In 1975, the ‘summer blockbuster’ was born. Jaws was a watershed moment for the film industry, which historically banked on people visiting theatres for warmth and entertainment in the winter months. Steven Speilberg’s ominous marketing campaign, ‘just when you thought it was safe to go back in the water,’ was a resounding success, driving customers from the beaches into the movie theatres. The challenge today is no different, and in 2023 we have two polar opposite films going head-to-head for the top prize on 21st July to be crowned this summer’s blockbuster hit.
The studios in question are Universal Pictures and Warner Brothers, the latter of which is celebrating its centenary anniversary this year. Universal Pictures is going to the races with Oppenheimer, the highly anticipated Christopher Nolan drama documenting the life of J. Robert Oppenheimer and the Manhattan project. Warner Bros. is taking a very different turn with the release of Barbie, directed by Greta Gerwig which will follow the famous doll having an uncharacteristic existential crisis. It seems like the perfect gender war, boys versus girls, but it’s much more than that. The proof will be in the box office figures and how well its pre-release marketing and subsequent word of mouth will spread to get more footfall into theatres.
BARBIE
Barbie has been in the works for years, and the first online still of the movie surfaced in 2022 with real life Barbie and Ken (Margot Robbie and Ryan Gosling) on Venice Beach in skin tight get-ups and roller skates which Robbie in promotional interviews has called ‘the most embarrassing day of my life.’ This wasn’t an accident, it was a stunt that thrived on an open set that courted the attention of onlookers. Warner Brothers wanted to showcase Ken and Barbie being made a mockery of in the real world.
It was clear to the studio that this couldn’t be your average action film of a doll brought into the real world. And they were acutely aware that a doll over 65 years old needs a good bit of freshening up for the modern age. As post-production continued, online virality started earlier this year when a variety of ‘Barbies’ and ‘Kens’ debuted through Warner Bros. social channels. Each of the characters had the same name, highlighting the diversity of Barbies and Kens, without a diversity of names.
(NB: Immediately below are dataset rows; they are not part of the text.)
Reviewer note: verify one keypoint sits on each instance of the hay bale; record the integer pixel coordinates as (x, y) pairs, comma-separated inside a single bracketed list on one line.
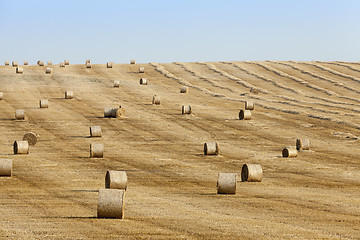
[(156, 100), (5, 167), (96, 150), (254, 91), (251, 173), (289, 152), (116, 83), (19, 114), (116, 180), (211, 148), (245, 115), (111, 203), (186, 109), (249, 105), (302, 144), (226, 183), (69, 95), (184, 89), (31, 138), (114, 112), (44, 103), (21, 147), (143, 81), (95, 131), (19, 70)]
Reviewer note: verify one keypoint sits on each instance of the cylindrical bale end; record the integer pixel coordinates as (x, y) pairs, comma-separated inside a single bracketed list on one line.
[(143, 81), (211, 148), (156, 100), (111, 203), (226, 183), (69, 95), (95, 131), (186, 109), (20, 114), (96, 150), (44, 103), (5, 167), (31, 138), (116, 180), (245, 115), (21, 147), (289, 152), (19, 70), (302, 144), (184, 89), (251, 173), (249, 105)]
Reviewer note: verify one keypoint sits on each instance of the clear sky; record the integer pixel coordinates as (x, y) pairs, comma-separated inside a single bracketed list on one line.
[(179, 30)]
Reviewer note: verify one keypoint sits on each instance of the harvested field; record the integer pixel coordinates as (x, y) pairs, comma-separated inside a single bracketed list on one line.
[(171, 190)]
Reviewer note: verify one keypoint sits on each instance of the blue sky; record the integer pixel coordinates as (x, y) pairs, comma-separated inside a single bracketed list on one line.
[(179, 30)]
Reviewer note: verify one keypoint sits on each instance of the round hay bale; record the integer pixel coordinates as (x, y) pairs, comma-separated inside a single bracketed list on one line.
[(21, 147), (111, 203), (116, 180), (226, 183), (245, 115), (211, 148), (184, 89), (186, 109), (251, 173), (44, 103), (5, 167), (302, 144), (254, 91), (19, 70), (95, 131), (69, 95), (116, 83), (31, 138), (19, 114), (289, 152), (156, 100), (249, 105), (143, 81), (96, 150)]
After socials were exhausted, the trailers started which were drip fed. At first, they started with humour, casting the net out as wide as they could mainly by making fun of the innocence of the dolls with Ken wanting to spend the night with Barbie but having no idea what they were meant to do. In future trailers, it got darker and the words of Greta Gerwig started to shine through. The ads started alluding to the Barbie movie as a kind of existential drama, a kind of meta approach where she escapes Barbie Land and heads to Los Angeles only to be confronted by ‘reality.’ Trailers said that the movie was for ‘those who love Barbie and those who hate Barbie’ appealing to both the diehards and the cynics. This meant they could capture those with no affinity, as well as those so deeply entwined with the Barbie brand that they are only too delighted to see Barbie as three dimensional.
Warner Brothers didn’t stop there, they made Barbie come to life, with a real life Airbnb listing for Barbie’s Malibu Dream house, complete with floating letters in the pool spelling out KEN. Even Margot Robbie taking Architectural Digest through the dream house as if it was the doll herself brough Barbie into the modern age. It’s Barbie’s world and this summer we are living in it
OPPENHEIMER
The tagline for Oppenheimer is leading with ‘The World Forever Changes’ and will focus on that pivotal point in our history as a society where a development was made and we could not go back.
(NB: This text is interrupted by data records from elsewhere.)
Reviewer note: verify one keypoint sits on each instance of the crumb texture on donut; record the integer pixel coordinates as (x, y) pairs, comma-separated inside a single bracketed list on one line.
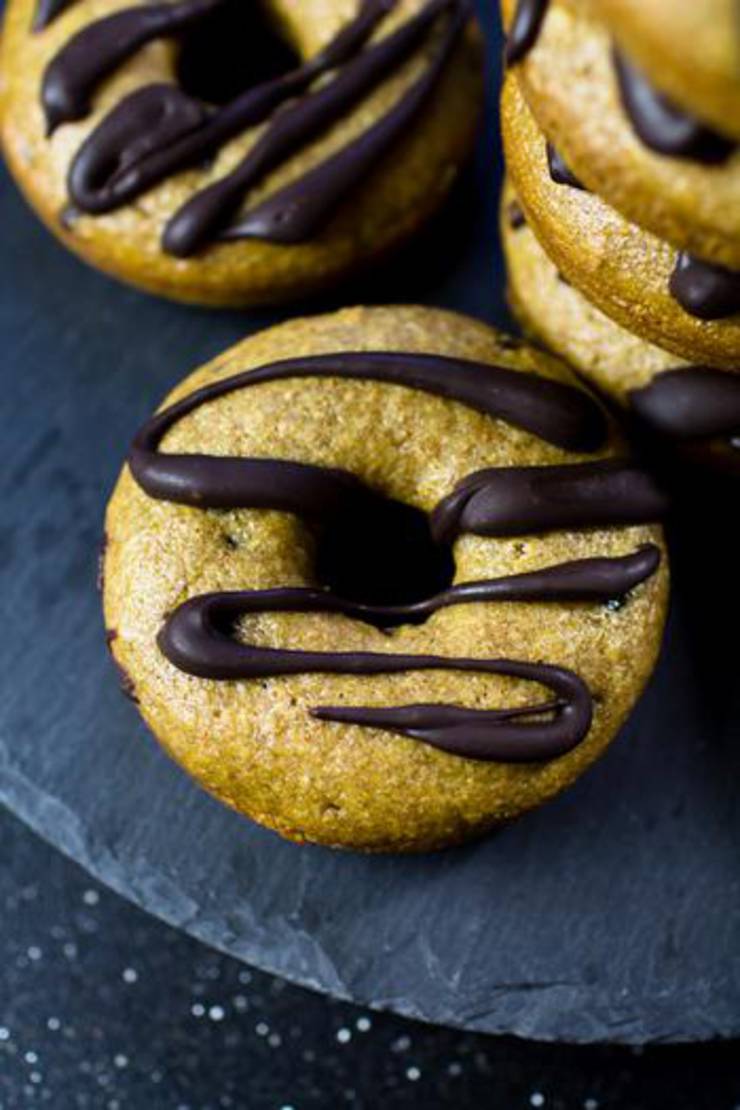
[(113, 125), (255, 742)]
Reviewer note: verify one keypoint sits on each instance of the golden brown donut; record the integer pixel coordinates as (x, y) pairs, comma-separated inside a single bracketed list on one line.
[(252, 730), (690, 413), (350, 149), (555, 313), (671, 40), (569, 79), (624, 271)]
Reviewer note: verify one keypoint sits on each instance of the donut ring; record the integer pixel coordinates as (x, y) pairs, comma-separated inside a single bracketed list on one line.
[(287, 187), (692, 412), (670, 173), (622, 270), (670, 40), (344, 715)]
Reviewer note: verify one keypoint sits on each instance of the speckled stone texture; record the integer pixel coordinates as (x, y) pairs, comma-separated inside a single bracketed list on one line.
[(104, 1008), (610, 915)]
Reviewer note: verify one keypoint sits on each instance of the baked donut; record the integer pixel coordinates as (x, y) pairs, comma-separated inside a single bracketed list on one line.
[(692, 411), (641, 282), (134, 133), (669, 172), (669, 40), (383, 578)]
In terms of marketing, Universal Pictures has taken a softer touch approach to Oppenheimer, maintaining a meek and sombre tone prior to release. They have not promoted it anywhere close to the level of Barbie, but in many ways they know they won’t have to. Nolan’s name has its own cache that acts as its own marketing currency that doesn’t have to be budgeted for.
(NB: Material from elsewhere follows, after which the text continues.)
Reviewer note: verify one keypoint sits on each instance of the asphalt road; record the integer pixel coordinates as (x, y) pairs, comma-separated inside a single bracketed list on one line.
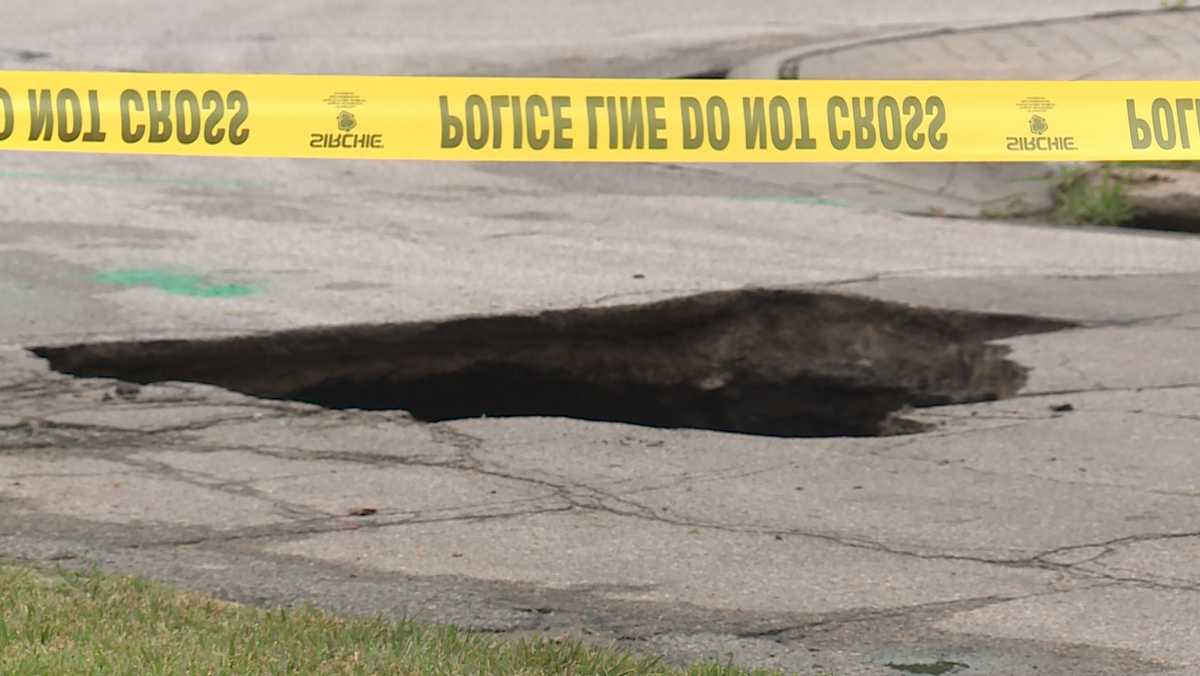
[(1015, 534)]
In a kind of freak accident, parts of the Warner Brother lot caught fire over the last week. The smoke could be seen billowing out of buildings on the backlot, creating a strange image that could be interpreted as a nuclear mushroom cloud behind a fluorescent pink billboard for the Barbie movie, with some people commenting humourously ‘the Oppenheimer promo begins.’
May the best summer blockbuster win.